Next, you need to define environment vars that tell the scheduler how to run. For more options, see a more detailed environment conf

export JOB_ID_DEFAULT_TEMPLATE="{date}_{client_id}_{collection_name}"
export JOB_ID_VALIDATIONS="tasks.job_id_validations"

# and assuming you use the default json configuration backend:
export TASKS_JSON="/path/to/a/file/called/tasks.json"

# and assuming you use the default queue backend:
export ZOOKEEPER_HOSTS="localhost:2181"

The next steps may vary based on how you just configured the scheduler, but you generally need to 1) define a job_id_validationsmodule, and 2) finish setting up your configuration backend (which in the example above is a json file).

After this initial setup, you may run your applications using the scheduler.
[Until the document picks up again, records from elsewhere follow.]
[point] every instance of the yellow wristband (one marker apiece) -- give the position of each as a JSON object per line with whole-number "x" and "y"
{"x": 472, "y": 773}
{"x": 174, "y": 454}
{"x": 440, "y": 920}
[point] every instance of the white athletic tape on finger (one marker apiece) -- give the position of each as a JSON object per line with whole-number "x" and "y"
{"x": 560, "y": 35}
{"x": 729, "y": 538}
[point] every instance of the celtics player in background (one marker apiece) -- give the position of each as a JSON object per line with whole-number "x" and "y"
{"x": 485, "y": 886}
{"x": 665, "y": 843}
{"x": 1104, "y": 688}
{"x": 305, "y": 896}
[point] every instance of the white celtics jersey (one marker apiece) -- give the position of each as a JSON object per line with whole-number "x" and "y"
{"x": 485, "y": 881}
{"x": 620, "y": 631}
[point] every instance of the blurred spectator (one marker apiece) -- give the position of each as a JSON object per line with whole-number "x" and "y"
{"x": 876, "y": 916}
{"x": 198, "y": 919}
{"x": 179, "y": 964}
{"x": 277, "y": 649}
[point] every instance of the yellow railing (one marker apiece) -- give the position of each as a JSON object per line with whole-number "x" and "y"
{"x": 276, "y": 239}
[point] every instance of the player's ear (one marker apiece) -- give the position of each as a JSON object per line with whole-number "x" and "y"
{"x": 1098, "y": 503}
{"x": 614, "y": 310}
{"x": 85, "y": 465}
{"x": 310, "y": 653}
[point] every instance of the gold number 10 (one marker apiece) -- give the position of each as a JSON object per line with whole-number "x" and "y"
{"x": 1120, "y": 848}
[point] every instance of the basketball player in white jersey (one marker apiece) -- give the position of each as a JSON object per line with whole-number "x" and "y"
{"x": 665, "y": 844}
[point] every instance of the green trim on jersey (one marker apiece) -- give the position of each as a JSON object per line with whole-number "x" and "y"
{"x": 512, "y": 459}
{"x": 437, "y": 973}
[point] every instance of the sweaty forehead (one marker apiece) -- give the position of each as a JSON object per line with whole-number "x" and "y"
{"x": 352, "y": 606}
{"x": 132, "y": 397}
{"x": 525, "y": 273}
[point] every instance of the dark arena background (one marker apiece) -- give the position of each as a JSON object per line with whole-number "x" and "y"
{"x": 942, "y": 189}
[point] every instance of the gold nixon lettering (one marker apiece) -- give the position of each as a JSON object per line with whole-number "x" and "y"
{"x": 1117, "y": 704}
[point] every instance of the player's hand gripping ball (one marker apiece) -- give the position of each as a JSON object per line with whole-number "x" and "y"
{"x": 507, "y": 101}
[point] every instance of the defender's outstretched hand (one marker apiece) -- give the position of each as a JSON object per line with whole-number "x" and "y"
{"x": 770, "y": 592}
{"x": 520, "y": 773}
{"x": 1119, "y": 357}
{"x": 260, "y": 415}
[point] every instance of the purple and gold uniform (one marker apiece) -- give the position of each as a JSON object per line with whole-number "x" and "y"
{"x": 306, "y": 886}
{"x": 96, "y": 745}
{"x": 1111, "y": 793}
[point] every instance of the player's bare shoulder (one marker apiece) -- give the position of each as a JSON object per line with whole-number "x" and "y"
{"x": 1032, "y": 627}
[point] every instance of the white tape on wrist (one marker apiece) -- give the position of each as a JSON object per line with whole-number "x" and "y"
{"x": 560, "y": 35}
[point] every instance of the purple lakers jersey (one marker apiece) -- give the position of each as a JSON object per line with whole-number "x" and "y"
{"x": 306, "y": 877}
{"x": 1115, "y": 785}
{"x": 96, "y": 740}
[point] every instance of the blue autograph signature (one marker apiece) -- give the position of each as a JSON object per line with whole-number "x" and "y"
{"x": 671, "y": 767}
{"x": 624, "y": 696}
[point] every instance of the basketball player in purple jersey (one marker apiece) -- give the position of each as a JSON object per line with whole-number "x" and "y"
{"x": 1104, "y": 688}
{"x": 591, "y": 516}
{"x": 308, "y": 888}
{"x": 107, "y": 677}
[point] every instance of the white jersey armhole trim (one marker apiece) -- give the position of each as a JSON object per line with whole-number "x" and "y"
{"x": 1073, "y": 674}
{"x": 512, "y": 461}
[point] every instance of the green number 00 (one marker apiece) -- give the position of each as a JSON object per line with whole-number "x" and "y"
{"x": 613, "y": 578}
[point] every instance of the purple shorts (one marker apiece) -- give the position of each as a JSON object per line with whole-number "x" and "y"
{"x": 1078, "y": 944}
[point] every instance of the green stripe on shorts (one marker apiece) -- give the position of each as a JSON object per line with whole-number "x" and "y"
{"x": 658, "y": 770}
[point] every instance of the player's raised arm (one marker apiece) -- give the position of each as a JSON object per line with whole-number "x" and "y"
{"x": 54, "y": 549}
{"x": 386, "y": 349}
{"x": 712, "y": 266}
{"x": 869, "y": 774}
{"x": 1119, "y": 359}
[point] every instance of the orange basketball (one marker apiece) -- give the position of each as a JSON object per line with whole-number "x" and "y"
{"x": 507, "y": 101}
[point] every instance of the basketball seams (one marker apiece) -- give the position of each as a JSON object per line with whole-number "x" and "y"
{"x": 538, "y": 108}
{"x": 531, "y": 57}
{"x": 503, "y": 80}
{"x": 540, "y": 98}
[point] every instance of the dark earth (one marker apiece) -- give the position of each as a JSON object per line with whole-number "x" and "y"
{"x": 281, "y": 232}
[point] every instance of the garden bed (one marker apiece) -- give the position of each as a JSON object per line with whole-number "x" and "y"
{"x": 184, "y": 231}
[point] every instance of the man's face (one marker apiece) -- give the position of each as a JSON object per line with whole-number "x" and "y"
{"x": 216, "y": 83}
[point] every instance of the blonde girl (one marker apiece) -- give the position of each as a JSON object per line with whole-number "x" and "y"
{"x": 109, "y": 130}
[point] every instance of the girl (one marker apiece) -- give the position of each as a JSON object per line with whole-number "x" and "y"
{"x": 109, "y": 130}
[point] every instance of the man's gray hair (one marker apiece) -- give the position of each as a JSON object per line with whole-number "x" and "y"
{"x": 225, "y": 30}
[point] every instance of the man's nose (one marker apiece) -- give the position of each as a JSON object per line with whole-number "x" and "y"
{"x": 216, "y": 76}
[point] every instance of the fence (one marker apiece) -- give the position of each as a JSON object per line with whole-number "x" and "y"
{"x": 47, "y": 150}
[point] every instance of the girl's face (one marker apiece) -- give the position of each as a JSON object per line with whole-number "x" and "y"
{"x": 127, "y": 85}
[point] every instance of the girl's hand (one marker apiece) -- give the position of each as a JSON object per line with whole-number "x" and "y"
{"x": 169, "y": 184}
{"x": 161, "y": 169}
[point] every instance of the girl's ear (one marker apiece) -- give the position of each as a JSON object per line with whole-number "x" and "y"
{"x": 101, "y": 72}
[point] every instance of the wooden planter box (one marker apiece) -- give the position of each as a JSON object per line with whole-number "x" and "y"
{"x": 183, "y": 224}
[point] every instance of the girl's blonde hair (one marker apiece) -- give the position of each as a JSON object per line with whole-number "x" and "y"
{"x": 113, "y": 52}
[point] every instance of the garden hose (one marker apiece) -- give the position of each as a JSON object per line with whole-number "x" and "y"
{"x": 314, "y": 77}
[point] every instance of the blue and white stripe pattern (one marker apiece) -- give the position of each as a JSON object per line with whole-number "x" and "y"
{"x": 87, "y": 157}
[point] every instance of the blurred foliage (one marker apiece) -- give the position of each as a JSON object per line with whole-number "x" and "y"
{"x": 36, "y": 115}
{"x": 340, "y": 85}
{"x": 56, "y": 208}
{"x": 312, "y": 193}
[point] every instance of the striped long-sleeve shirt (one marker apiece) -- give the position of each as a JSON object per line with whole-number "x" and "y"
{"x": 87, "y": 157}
To do this, you need to follow a couple steps:

  1. Create some application that can be called through bash or initiated as a spark job
  2. Create an entry for it in the tasks config (ie the file pointed to by TASKS_JSON if you use that)
  3. Submit a job_id for this task
  4. Run the task.

Take a look at some example tasks for details on how to perform these simple steps.

Setup: Configuration Backends

The configuration backend identifies where you store the dependency graph. By default, and in all examples, the scheduler expects to use a a simple json file to store the dependency graph. However, you can choose to store this data in other formats or databases. The choice of configuration backend defines how you store configuration. Also, keep in mind that every time a scheduler app initializes, it queries the configuration.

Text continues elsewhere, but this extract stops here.